Why This Conversation Matters
Many clients focus almost entirely on the rate they are starting on rather than on how their loan will behave if conditions change. This is understandable - the current repayment figure is concrete and immediate, while future rate scenarios feel abstract. But a borrower who has stretched to their serviceability limit on a short fixed term faces meaningful risk if rates are higher when they come to refix. Helping clients think through this possibility is part of acting in their long-term interest.
It is important to frame this conversation as education rather than prediction. The role of the broker is not to forecast where rates will go - that is not possible with any reliability - but to help clients understand the mechanics of how rate changes affect repayments, and to help them make a structure choice that reflects their own risk tolerance and financial position.
Explaining Fixed vs Floating in Plain Terms
The core distinction is simple: a fixed rate locks the interest cost for a defined term, providing certainty of repayment during that period. A floating rate moves with the lender's base rate, which in New Zealand is influenced by the Official Cash Rate (OCR) set by the Reserve Bank. When the OCR rises, floating rates typically rise. When it falls, floating rates typically follow.
Clients often ask which is better. The honest answer is that neither is universally superior - the right choice depends on the client's circumstances, the shape of their loan, and what they value: certainty of repayment or the flexibility to make lump-sum payments without break costs. Brokers can help clients articulate their own preferences rather than prescribing a single answer.
The Concept of Rate Sensitivity
A useful exercise is to show clients concretely what a rate movement means for their repayments. For a $600,000 loan, even a one percentage point increase in rate can add several hundred dollars per month to repayments. Showing this figure in real terms, rather than describing it abstractly, tends to land more effectively and helps clients make a genuinely informed choice about how much fixed-rate certainty they want.
Some brokers use a simple sensitivity table showing repayments at various rate levels, from current rates up to a higher scenario. This is not a forecast - it is a planning tool. Presenting it as such, and inviting the client to consider how they would manage each scenario, is a valuable part of the structure conversation. Clients who have thought through these scenarios before they arise are far better prepared to make calm decisions when it matters.

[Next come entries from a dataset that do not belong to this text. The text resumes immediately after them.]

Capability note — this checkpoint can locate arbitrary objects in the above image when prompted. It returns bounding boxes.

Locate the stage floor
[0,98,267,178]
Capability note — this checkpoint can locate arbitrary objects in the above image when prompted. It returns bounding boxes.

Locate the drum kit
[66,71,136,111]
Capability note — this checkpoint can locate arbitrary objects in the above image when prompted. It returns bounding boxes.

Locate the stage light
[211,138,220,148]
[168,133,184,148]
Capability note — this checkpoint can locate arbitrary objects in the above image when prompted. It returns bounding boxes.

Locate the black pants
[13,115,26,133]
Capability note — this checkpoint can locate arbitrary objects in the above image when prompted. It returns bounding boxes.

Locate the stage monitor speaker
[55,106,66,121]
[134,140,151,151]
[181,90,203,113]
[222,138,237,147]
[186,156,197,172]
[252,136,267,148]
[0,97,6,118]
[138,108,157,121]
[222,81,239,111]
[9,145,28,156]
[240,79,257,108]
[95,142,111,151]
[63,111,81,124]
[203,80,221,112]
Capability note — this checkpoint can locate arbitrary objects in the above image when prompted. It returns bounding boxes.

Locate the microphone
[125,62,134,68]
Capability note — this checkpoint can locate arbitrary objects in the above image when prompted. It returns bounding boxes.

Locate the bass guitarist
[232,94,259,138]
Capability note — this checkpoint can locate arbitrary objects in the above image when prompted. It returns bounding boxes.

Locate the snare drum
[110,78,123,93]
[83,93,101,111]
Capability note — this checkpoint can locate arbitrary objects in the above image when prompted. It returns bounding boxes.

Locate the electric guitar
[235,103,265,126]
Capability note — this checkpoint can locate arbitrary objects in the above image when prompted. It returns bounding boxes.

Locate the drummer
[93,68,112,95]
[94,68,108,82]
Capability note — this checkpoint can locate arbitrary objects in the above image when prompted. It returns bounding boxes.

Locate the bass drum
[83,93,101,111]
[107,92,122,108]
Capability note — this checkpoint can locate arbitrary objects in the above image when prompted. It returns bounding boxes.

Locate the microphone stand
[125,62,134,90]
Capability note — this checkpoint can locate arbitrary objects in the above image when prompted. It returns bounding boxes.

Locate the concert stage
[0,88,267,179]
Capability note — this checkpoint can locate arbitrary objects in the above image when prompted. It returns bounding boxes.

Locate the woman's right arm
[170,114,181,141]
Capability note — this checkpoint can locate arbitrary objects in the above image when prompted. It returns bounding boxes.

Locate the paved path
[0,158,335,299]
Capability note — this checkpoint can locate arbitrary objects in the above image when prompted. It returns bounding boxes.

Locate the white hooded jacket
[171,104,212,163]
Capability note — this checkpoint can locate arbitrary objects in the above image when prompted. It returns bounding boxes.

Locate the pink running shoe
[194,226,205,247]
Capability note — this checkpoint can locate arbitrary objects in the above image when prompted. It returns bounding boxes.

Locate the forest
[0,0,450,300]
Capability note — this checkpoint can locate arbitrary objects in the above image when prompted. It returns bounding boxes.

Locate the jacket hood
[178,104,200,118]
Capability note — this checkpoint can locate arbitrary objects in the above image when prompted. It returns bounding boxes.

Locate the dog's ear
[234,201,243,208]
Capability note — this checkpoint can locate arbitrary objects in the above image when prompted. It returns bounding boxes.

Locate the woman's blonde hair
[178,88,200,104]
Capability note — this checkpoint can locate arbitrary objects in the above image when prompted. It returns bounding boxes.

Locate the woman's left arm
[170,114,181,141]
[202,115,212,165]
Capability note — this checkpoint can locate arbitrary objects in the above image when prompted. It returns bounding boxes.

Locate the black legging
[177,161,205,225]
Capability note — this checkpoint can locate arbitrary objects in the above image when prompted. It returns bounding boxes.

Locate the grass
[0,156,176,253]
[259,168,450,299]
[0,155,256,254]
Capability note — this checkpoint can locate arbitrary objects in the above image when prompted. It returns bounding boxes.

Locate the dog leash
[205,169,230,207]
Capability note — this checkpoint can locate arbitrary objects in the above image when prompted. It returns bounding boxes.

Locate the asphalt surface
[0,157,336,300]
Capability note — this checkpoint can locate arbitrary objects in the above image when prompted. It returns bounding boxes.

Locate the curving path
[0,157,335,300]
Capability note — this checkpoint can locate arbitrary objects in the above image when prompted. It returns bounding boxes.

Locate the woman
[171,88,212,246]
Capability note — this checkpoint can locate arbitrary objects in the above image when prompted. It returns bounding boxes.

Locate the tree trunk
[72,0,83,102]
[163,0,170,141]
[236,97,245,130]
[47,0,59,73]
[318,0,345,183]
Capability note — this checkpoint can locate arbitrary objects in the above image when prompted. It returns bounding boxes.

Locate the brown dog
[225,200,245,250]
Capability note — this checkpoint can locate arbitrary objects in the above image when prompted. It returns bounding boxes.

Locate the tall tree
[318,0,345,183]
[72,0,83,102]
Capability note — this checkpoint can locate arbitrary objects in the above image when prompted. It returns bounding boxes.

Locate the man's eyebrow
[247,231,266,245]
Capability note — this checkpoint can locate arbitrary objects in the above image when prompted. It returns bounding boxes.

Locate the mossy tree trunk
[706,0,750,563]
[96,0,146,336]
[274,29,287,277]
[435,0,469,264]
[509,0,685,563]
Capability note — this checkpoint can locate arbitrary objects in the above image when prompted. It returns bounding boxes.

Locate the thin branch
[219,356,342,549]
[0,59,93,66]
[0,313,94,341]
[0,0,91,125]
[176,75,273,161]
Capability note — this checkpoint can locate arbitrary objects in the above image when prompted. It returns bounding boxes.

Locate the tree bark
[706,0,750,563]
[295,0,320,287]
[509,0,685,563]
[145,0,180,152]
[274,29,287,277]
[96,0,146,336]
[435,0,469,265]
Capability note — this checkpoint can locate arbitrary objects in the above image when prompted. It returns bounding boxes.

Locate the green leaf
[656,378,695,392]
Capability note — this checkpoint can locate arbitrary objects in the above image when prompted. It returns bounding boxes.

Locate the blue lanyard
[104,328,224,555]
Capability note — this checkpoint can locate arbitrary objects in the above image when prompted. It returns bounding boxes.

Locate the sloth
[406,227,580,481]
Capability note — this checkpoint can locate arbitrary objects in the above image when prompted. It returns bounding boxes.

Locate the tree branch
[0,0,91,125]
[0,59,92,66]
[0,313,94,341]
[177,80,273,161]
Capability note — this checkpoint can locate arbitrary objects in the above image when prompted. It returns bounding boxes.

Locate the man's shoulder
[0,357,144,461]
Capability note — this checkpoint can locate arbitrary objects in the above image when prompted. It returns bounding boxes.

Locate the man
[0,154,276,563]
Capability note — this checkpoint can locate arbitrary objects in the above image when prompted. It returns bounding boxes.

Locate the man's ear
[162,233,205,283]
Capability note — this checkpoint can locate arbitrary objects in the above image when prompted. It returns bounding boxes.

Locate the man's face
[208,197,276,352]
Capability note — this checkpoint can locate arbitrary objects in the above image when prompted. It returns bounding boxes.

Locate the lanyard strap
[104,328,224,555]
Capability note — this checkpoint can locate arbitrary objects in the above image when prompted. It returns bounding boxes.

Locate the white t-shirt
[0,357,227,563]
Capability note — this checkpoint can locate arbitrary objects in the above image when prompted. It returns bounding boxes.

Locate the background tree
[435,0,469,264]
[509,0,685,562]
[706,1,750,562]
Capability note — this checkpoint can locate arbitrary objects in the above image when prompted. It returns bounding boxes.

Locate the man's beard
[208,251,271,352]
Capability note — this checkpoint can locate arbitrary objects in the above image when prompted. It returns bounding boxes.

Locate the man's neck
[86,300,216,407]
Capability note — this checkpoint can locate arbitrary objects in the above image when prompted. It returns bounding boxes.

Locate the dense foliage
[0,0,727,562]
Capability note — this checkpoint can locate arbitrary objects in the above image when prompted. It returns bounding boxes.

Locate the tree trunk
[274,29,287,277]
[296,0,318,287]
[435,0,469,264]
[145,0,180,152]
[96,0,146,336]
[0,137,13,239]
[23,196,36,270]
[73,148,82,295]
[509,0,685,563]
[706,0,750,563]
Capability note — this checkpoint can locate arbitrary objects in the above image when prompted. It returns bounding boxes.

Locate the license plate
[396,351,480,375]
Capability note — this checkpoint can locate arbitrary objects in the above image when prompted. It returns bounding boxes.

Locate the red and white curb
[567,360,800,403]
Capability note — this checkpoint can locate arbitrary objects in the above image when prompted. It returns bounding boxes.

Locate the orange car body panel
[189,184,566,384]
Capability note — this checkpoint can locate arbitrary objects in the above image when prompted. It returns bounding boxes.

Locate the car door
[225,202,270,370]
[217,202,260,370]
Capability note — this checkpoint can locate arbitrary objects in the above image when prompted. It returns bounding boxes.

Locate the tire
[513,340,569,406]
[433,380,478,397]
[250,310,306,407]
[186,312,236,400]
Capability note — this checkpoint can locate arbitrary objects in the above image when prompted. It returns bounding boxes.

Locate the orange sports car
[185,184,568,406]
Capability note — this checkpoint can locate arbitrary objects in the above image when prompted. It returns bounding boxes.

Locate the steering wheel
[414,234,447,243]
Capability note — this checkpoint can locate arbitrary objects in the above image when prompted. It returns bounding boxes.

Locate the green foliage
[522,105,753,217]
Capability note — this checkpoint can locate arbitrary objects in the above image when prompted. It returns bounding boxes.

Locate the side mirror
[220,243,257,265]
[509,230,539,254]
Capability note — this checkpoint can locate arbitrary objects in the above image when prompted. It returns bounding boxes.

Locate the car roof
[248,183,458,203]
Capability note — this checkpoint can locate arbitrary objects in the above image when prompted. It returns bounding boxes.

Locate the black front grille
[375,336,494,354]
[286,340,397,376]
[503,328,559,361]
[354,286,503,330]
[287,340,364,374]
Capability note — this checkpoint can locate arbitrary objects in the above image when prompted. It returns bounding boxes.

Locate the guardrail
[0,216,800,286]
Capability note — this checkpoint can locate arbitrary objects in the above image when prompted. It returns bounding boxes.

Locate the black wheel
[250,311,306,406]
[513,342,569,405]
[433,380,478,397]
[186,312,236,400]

Discussing Loan Structure as a Risk Management Tool
Splitting a loan across multiple fixed terms is one way clients can manage rate risk without having to make an all-or-nothing bet on where rates will go. By spreading refix dates, a client avoids the scenario of their entire loan coming off a low fixed rate at the same time. This is a commonly used approach and worth explaining to clients who may not have considered it.
The floating portion of a split loan also allows clients to make additional repayments without break costs, which appeals to those who expect to receive lump sums - through a bonus, inheritance, or property sale - during the loan term. Understanding the client's full financial picture helps brokers recommend a structure that serves more than one purpose at once.
Documenting the Conversation
From a compliance and best-practice perspective, brokers should document the rate risk discussion and the client's acknowledged understanding of the options. At Chaperone, our platform supports structured notes and disclosure records that help brokers demonstrate the quality of their advice process. A clear, honest rate conversation - and a record of it - protects the client and the broker alike.